Once again, personal issues crept into the recording process. Where A Brief Inquiry was backgrounded by Healy's stint in rehab, Notes comes after a split with his girlfriend of four years, an event that would send anyone, let alone a famously self-aware rock star, into a tailspin. Even as simultaneously intriguing and horrifying as a 1975 "global citizen" record sounds, this quickly give way to deeper introspection and deconstruction of their own myth. "Frail State of Mind," an unintentional pandemic anthem about social anxiety, interpolates their track "TOOTIMETOOTIMETOOTIME." They even straight up sample themselves on "Nothing Revealed / Everything Denied," where Healy picks apart the lies and misconceptions about himself from past lyrics. Notes might have a clubber's mind, but its beats come from an emo heart. 

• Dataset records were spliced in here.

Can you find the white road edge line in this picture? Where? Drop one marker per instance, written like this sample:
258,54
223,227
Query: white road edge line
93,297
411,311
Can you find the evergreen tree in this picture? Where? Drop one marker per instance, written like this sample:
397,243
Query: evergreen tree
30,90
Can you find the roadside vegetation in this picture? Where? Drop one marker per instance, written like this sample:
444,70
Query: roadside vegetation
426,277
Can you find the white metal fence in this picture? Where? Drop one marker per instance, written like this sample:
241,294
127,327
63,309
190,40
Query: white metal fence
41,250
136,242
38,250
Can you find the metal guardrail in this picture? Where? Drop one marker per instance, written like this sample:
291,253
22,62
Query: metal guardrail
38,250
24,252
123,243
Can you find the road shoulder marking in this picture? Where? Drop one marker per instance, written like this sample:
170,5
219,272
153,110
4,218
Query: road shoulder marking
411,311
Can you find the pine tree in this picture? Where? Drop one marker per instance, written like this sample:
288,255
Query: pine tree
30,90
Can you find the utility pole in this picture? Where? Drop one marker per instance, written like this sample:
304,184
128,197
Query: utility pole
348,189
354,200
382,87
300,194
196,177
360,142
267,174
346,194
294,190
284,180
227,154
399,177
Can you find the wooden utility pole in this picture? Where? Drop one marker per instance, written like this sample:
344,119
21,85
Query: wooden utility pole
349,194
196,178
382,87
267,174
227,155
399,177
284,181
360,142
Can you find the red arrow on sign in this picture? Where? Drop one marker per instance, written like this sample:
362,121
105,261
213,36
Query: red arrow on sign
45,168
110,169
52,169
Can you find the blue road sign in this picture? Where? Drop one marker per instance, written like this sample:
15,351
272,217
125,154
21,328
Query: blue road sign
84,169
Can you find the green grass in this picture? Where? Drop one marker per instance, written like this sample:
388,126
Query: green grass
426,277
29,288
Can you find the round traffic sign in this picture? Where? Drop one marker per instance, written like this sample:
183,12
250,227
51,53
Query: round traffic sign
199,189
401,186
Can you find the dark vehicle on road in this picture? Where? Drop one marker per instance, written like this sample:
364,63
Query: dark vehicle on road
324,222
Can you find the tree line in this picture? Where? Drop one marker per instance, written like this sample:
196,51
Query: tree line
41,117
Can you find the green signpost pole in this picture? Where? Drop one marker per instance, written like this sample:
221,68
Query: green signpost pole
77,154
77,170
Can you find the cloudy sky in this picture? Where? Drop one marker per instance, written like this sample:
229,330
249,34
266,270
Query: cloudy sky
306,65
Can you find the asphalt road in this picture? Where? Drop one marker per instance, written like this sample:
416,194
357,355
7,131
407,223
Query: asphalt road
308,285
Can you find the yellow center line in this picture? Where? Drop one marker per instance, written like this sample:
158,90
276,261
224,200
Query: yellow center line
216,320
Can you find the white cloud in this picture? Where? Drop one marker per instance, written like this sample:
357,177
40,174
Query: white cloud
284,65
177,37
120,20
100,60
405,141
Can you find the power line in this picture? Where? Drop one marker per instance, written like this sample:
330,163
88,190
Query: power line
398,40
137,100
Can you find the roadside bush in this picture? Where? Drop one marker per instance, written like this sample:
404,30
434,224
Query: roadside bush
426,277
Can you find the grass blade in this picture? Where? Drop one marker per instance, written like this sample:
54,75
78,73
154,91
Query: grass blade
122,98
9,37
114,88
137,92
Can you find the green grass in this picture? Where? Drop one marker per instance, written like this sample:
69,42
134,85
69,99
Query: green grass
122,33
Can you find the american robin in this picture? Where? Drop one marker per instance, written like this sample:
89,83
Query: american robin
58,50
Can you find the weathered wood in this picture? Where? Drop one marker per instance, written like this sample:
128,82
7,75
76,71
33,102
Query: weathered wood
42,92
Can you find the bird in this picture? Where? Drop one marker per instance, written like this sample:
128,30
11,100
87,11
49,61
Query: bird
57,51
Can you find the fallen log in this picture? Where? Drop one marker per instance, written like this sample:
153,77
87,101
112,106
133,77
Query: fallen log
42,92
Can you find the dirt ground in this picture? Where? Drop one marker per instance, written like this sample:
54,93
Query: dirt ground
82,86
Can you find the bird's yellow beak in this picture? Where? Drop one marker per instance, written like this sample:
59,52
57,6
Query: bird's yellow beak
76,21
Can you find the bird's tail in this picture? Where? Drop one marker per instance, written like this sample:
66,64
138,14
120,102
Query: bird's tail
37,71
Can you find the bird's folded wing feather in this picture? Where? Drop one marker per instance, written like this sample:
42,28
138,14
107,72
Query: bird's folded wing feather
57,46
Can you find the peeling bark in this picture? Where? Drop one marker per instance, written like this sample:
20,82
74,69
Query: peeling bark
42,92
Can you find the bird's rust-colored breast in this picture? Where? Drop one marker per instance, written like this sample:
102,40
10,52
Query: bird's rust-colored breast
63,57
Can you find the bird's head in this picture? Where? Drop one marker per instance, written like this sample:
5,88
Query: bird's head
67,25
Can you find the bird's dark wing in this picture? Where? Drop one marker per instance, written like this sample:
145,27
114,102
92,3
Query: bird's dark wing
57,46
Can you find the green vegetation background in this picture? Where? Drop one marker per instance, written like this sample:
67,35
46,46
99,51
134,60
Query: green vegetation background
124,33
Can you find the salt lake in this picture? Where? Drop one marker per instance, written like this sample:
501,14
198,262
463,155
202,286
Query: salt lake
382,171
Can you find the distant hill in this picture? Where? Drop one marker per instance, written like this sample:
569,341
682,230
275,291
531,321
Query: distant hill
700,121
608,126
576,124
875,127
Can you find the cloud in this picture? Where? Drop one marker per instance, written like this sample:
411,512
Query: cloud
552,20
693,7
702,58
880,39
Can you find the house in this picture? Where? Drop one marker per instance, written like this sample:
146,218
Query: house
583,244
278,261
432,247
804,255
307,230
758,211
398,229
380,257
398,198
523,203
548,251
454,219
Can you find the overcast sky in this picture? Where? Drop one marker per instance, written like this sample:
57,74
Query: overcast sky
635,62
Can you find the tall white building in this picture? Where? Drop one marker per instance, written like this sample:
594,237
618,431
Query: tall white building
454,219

The late Roy Hargrove again lends his talents, as do FKA Twigs and Phoebe Bridgers, on the sarcastic but beautiful ballad "Jesus Christ 2005 God Bless America." The journey from the universal to the personal culminates with "Guys," the album's closer and an ode to the band themselves. The track pines for the simplicity of the group's earliest days, mates playing music for the love of it and one another: "Man, they were the golden times. They were the best of my life." 

It really should all come across as far more navel gazey than it does. Healy and co.'s ability to bring listeners into their world, to make us care about their rock star problems is a gift few songwriters possess. Still, at 22 tracks and 81 minutes long, the record is, like all the band's work, bloated. There are at least two too many instrumentals, and songs that stand apart on their own start to bleed together near then end. But the ambition and execution can't be denied. This is the 1975 operating at the peak of their powers.